Hugh Aitken, presenting CBI Scotland’s productivity analysis, declares: “Against a backdrop of EU negotiations and new revenue-raising powers for the Scottish Parliament, there has never been a more important time to focus on improving productivity across Scotland.”

Recently, Scotland has enjoyed greater productivity growth than the UK as a whole but there is more to be done.

Educational attainment is one key focus of the report. The CBI declares school-age education is the “biggest long-term driver of economic growth”. And it claims there is a “need to improve performance in our schools”.

Perhaps more constructively, given its field of expertise, it flags the importance of businesses providing work placements and careers advice and it is here, rather than in classrooms, that businesses can make a difference. There is already a great deal being done in Scotland on this front.

The CBI notes a “link between the proportion of firms offering work experience placements and productivity in a local area”.

It meanwhile calculates that there is potential to make annual Scottish economic output £25 billion greater than it would be otherwise by 2024 by improving productivity, while flagging the challenges in realising such a dream.
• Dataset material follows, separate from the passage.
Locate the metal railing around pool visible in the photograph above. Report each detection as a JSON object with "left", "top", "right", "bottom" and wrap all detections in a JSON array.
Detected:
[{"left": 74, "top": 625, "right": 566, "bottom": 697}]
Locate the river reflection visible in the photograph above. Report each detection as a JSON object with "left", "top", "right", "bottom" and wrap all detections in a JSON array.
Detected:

The CBI cites the gap between the £24.50 of gross value added (GVA) economic output per hour worked in the Shetland Islands in 2014 and the £36.36 for Aberdeen City and Aberdeenshire. Edinburgh City recorded £34.39 of GVA per hour, with Glasgow City on £28.68. But, as the CBI notes, cities have big advantages when it comes to productivity. Shetland faces big challenges, including geography and weather.

Mr Aitken is right to flag the importance to Scotland of maximising productivity and growth to boost its public finances. The problem is that there are no easy answers.